Lincoln: Sir, please give our dad his job back. This was all a misunderstanding.

Sergei: [furious] What is there to misunderstanding? First, I get the rudest call of my life. Then I have no one to help with the breakfast rush. So, my answer is nyet! [No]

Leni: [cheerful] YAY!

Lisa: Nyet means "no".

Leni: [downtrodden] Aw...

Lynn: Please don't punish our dad. This was our fault.

Lori: Yeah. We're always messing up.

Lincoln: All we do is make his life worse.

Lynn Sr.: Whoa, whoa, kids, what are you talking about? You make my life better everyday. This is just a job. Don't worry. I can find another one.

[The kids smile and hug their dad; Sergei gets tears in his eyes, touched by their love.]

Sergei: I can't say nyet to a man with such a nice family. You got your job back.

Louds: YAY!

Lola: YES! MY DADDY'S GONNA WISH THE DISHES!

[The words "dishes" start echoing in Sergei's mind, for he recognizes that voice.]

Sergei: [terrified] Ah! You! [leaps in fear onto a dish and catapults onto a pile of dirty ones.] Ooh! Ow, my cooking arm.

Lynn Sr.: Chef Sergei!

Lisa: [checks the arm] Hmm. Appears to be a hairline fracture. You'll need to keep that immobilized for at least three weeks.

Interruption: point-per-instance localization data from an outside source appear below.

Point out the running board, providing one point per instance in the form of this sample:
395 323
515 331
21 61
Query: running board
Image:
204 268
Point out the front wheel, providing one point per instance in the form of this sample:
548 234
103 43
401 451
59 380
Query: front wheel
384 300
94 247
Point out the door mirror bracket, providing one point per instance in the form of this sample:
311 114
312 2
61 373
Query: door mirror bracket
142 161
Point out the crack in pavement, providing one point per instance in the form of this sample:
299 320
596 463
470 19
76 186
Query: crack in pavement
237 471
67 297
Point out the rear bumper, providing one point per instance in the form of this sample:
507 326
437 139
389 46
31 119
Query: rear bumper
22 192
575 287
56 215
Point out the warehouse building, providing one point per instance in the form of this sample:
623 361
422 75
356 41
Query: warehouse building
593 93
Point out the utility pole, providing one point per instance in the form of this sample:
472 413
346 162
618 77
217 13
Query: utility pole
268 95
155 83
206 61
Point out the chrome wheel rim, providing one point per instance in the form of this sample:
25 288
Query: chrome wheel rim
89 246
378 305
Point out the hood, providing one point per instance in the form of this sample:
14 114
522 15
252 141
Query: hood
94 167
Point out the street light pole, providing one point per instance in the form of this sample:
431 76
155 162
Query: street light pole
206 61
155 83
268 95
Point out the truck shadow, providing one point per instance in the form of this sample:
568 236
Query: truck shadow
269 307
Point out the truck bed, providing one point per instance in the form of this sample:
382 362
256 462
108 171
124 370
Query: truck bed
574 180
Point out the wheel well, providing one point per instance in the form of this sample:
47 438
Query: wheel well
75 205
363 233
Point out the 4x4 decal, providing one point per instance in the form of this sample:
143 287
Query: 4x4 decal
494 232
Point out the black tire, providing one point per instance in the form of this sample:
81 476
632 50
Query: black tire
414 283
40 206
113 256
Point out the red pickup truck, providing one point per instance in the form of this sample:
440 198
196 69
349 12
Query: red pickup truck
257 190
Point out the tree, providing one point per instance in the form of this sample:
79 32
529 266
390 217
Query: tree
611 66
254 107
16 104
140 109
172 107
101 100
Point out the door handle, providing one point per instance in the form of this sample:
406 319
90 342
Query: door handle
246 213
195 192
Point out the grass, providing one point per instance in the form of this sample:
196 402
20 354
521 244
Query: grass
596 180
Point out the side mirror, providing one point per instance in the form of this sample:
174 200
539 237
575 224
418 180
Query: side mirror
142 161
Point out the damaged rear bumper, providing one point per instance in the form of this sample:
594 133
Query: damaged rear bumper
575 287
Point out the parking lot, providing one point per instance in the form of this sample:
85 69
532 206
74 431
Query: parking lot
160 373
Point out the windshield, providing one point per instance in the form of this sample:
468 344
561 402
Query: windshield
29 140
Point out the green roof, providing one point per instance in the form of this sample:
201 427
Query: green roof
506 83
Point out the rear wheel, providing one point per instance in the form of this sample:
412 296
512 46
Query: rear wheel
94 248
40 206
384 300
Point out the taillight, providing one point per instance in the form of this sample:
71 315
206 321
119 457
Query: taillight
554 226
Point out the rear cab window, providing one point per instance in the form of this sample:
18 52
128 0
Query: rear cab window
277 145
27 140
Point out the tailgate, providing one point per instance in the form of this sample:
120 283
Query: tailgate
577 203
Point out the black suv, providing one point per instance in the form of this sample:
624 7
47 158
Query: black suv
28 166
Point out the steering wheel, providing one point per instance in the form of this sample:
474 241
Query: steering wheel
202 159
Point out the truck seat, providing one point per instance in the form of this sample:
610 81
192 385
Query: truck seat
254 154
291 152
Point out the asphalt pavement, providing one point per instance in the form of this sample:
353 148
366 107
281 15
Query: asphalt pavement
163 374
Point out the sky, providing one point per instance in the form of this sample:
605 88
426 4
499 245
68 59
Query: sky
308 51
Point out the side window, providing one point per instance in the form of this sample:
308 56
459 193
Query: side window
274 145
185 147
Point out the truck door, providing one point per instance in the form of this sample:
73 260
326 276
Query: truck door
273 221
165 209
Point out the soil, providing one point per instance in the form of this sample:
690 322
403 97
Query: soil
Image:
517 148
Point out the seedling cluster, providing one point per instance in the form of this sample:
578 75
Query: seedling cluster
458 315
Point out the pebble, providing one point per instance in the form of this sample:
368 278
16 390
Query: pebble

[The kids help Sergei up.]

Sergei: I'm sorry, Lynn. I know I just gave you job back, but I'm going to have to shut down for a while.

[Lynn Sr. sighs with despair.]

Lincoln: [notices the dirty dishes and gets an idea.] Maybe not!

[Lynn Sr. and the kids are working in the kitchen while Sergei rests his arm. Enter Leni as a waitress.]

Leni: OMGosh, you guys! The dining room is packed!

Lori: [dressed as a waitress as well] Everyone loves Dad's Kona caviar breakfast sandwiches.

Sergei: [enjoying a sandwich himself] Mmm. Lynn, you don't need to train to be a chef. You already are one! Forget about the dish washing. I'm making you my co-chef.

[Lynn Sr. smiles with joy and the kids cheer.]

Sergei: [takes Lynn Sr.'s arm] Come with me. I want the customers to know who made this delicious meal.

Lola: [notices something on the table] Ooh! Sergei didn't finish his breakfast sandwich!

Loud Kids: DIBS!

[They all lunge at the sandwich in a freeze frame.]

[Meanwhile, at the new office, Mr. Grouse, wearing the Lynn Sr. wig, is helping a customer with his computer.]

Mr. Grouse: There you go. All fixed.

Customer: Uh, great. Thanks. Could you log out for me?

Mr. Grouse: Sure. [grabs a wooden log and bashes the computer with it.] Good thing I brought a log.